| |
| |
| |
[XVIII]
WAT HET DREIGEMENT VAN EEN groote galg op de Markt en het instellen van een nachtwacht niet konden verkrijgen, werd onmiddellijk bereikt toen de eerste vendels van den graaf van Mansfeldt binnen de muren van Turnhout kwamen: de rust was in de stad terug en er kon gedacht worden aan het herstellen van de kerken en kapellen, die het van de geuzen erg te verduren hadden gekregen. De belhamels hadden hun heil in de vlucht gezocht; hier en daar hield zich nog wel een schuil. Maar de aanwezigheid van Mansfeldt en den drossaard van Brabant, die hem vergezeld had op den tocht, was voldoende om de rust in de Vrijheid te houden.
In Sint-Pieters werden beelden en kerkmeubelen hersteld; de kapel van 't Gasthuis, de Begijnenkerk en Sint-Ewoutskapel, die fel geleden hadden in den geuzenstorm, konden terug opengesteld worden.

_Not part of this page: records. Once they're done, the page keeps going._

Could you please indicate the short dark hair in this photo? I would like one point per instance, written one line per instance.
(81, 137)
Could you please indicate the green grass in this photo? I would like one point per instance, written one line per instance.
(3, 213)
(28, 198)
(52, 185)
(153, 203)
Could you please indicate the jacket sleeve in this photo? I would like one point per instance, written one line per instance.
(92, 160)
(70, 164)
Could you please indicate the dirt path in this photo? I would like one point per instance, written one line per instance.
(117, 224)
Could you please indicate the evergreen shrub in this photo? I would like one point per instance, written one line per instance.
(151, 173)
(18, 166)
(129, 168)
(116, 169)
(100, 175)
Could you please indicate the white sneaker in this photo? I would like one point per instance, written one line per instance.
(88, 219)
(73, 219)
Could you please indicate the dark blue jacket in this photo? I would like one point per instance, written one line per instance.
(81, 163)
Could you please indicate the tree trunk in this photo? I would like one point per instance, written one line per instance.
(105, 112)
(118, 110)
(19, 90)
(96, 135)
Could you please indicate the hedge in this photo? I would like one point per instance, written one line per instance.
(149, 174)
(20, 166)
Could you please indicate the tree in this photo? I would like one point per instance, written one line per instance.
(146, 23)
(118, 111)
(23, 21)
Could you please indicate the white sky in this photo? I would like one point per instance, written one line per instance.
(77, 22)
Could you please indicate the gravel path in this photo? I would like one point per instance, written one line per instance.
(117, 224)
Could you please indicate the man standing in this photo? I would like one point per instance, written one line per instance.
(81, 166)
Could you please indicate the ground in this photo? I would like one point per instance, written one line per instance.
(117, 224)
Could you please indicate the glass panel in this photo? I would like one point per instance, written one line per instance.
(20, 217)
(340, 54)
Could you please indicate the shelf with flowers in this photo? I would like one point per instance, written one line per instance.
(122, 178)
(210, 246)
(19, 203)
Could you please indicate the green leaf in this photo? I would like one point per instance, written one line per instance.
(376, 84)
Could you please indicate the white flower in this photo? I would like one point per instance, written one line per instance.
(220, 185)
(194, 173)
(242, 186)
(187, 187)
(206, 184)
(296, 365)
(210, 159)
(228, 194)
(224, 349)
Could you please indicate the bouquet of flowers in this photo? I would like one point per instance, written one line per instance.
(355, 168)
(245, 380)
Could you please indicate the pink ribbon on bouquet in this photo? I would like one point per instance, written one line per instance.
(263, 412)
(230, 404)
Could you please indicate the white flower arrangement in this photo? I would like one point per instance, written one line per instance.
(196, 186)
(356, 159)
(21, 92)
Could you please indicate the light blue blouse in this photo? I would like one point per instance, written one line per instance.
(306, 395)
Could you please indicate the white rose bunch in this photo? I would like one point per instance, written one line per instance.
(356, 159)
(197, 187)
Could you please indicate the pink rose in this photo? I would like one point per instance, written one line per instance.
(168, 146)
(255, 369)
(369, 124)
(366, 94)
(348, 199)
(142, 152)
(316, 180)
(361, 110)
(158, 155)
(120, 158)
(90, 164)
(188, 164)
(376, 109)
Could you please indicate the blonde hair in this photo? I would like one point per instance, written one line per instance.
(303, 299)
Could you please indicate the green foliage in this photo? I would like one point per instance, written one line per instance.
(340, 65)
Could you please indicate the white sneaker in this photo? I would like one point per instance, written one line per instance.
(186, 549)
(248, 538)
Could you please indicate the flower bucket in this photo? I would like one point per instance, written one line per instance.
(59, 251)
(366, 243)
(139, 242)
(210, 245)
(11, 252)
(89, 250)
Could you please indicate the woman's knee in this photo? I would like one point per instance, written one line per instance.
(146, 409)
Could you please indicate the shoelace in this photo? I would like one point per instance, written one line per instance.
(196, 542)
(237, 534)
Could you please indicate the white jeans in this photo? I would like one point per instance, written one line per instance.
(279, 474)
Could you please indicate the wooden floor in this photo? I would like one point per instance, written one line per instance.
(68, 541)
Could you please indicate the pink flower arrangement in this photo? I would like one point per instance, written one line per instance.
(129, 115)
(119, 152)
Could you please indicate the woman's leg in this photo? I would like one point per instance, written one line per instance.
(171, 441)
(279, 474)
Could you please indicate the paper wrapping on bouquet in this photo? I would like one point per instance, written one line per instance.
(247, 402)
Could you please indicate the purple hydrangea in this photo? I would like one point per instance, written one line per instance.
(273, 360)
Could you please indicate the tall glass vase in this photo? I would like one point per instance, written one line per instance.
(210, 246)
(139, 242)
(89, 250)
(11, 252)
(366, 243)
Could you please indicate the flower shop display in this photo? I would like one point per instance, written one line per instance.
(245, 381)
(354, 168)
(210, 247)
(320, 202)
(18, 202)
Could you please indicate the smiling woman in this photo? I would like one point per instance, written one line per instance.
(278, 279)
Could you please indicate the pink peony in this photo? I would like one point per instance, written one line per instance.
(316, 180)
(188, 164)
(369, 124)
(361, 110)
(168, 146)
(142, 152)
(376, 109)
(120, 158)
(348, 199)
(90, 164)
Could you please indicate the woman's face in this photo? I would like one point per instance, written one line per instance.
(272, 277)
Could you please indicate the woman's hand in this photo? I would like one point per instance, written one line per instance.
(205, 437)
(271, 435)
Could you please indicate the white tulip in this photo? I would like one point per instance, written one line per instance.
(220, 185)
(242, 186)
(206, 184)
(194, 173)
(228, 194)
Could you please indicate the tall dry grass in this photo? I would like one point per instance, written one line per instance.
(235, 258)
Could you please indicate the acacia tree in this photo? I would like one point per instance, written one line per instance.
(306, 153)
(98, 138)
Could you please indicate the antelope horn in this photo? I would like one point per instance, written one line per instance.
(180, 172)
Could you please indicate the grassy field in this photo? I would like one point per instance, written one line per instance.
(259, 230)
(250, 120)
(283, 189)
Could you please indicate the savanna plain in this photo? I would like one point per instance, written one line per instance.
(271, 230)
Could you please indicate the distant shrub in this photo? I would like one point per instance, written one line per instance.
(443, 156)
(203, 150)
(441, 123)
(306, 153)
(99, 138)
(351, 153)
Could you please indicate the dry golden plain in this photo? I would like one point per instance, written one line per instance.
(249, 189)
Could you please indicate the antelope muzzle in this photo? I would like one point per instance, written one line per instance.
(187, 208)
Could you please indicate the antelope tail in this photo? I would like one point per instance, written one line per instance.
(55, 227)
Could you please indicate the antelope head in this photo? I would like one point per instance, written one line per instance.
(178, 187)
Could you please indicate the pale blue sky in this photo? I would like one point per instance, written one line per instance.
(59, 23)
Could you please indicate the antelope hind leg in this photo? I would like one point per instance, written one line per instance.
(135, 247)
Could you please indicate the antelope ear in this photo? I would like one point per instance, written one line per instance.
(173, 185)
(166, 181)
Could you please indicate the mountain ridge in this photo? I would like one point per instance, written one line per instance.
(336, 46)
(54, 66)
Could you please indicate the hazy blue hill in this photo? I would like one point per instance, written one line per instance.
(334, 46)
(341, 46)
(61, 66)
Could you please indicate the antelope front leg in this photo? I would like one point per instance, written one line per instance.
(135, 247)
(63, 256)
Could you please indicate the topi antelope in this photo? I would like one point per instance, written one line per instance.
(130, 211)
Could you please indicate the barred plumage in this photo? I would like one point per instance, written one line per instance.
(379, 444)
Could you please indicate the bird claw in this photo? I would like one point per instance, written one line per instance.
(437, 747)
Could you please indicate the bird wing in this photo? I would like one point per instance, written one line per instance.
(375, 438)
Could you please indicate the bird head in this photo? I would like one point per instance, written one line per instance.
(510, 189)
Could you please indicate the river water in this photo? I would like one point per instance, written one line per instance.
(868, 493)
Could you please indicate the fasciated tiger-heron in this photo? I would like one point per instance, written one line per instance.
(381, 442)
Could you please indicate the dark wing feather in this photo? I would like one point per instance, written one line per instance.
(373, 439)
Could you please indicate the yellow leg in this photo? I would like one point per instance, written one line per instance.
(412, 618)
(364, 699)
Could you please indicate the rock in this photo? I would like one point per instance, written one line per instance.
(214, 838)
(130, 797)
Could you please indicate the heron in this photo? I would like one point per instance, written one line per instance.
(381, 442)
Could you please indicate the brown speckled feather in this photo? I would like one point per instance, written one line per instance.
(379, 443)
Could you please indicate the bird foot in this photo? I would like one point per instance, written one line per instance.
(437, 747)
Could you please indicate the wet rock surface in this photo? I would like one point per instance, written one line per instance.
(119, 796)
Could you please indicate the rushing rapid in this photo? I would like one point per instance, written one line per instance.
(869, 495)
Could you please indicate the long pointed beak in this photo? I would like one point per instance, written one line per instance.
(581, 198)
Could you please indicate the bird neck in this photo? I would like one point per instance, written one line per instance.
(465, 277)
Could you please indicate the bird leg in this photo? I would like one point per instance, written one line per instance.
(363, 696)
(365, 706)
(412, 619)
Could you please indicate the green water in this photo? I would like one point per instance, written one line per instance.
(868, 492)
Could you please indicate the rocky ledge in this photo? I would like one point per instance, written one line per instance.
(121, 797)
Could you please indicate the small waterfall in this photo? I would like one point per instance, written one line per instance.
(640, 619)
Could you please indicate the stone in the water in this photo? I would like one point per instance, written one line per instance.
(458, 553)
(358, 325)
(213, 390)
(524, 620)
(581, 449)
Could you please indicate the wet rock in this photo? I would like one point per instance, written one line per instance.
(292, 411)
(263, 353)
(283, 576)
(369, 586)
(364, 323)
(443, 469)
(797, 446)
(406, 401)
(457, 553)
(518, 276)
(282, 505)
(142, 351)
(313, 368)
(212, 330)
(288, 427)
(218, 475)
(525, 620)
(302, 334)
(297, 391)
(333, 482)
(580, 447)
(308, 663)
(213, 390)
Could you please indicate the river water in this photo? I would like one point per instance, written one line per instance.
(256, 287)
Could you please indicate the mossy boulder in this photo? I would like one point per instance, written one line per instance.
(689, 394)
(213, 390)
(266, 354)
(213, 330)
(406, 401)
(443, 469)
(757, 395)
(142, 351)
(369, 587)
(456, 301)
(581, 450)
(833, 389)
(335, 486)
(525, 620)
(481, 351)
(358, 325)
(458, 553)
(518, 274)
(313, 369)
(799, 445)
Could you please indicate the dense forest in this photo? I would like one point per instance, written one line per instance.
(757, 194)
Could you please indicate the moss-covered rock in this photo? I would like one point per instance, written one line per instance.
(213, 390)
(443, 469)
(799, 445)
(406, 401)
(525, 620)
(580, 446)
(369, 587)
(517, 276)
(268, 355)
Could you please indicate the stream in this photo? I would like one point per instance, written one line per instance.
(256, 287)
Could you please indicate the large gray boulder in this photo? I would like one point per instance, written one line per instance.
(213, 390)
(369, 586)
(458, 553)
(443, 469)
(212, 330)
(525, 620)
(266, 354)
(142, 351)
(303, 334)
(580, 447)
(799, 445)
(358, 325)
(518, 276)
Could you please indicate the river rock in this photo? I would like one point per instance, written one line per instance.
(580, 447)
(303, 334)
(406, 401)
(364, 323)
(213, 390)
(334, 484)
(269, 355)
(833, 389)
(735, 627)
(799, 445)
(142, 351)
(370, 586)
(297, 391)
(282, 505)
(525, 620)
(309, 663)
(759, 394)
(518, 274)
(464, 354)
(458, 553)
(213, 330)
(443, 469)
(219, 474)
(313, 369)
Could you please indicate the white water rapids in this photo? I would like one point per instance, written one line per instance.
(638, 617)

In het voorjaar trok van Mansfeldt met zijn benden af. Tegen koordeken Coomans had hij gezegd: ‘Duc d'Alf is te Brussel aangekomen; volgende week zal zijn gezant hier zijn. Duc d'Alf is de beste, maar de hardvochtigste kapitein van Zijne Majesteit. Meer moet niet gezegd worden.’
| |
| |
En de volgende week was de gezant van duc d'Alf op 't Kasteel. Patroeljes ruiters reden door de straten, zoo bij dag als bij nacht. De beul van Breda werd ontboden; op het Kasteel werd de folterkamer in orde gebracht voor de scherpe examinatie. 's Nachts werden verdachten van hun bed gehaald en in 't Kasteel opgesloten. Het heette dat de raad zetelde en oordeelde, rechtvaardig, maar hard en onbarmhartig. De onrust hing in de stad.
Toen magister van der Heyden op een avond uit de Latijnsche school huiswaarts keerde, vond hij een missive van den raad, hem meldend dat hij tegen 6 uur, op slag van de kleine beeklok, op het Kasteel moest verschijnen.
Hij dacht aan zijn zoon en zijn hart werd licht van blijde verwachting. Reeds maanden geleden had hij een smeekschrift gericht aan de landvoogdes te Brussel, nederig om vergiffenis en kwijtschelding verzoekend voor den gepleegden manslag; hij had nadrukkelijk gewezen op de troebele tijden en op het feit dat de moord onvrijwillig gepleegd was, er tevens op wijzend dat hij onmiddellijk bereid was het zoengeld te betalen alsmede een schadevergoeding zooals die zou worden vastgesteld. Koordeken en het gansche kapittel hadden de vraag gesteund, de schout en de raad hadden er een schrijven bijgevoegd, waarin gewezen werd op de zeer belangrijke diensten die door magister van der Heyden aan de stad en voorheen aan de diepbetreurde koningin Maria van Hongarije bewezen werden, op zijn vlekkeloozen en voorbeeldigen levenswandel en de wenschelijkheid om, door een daad van edelmoedigheid, de laatste sporen van de beroering die de Vrijheid geteisterd had, weg te nemen. Maar het antwoord was uitgebleven.
Zou dit nu...?
Hij haastte zich om op tijd te zijn. De wacht bracht hem op het binnenplein, zoo naar de kleine wachtkamer. Er brandde een magere kaars. Johan dacht terug aan de dagen, toen hij hier haast dagelijks te gast was, de heerlijke muziekavonden; daar op de binnenkoer had de keizer zelf hem
| |
| |
gecomplimenteerd. De Keizersgroet. Het lied was gemeengoed geworden en het was wel voorgevallen, dat hij bij avond in het los gefluit van een jongen de melodie terugvond, aan flarden soms, maar streelend.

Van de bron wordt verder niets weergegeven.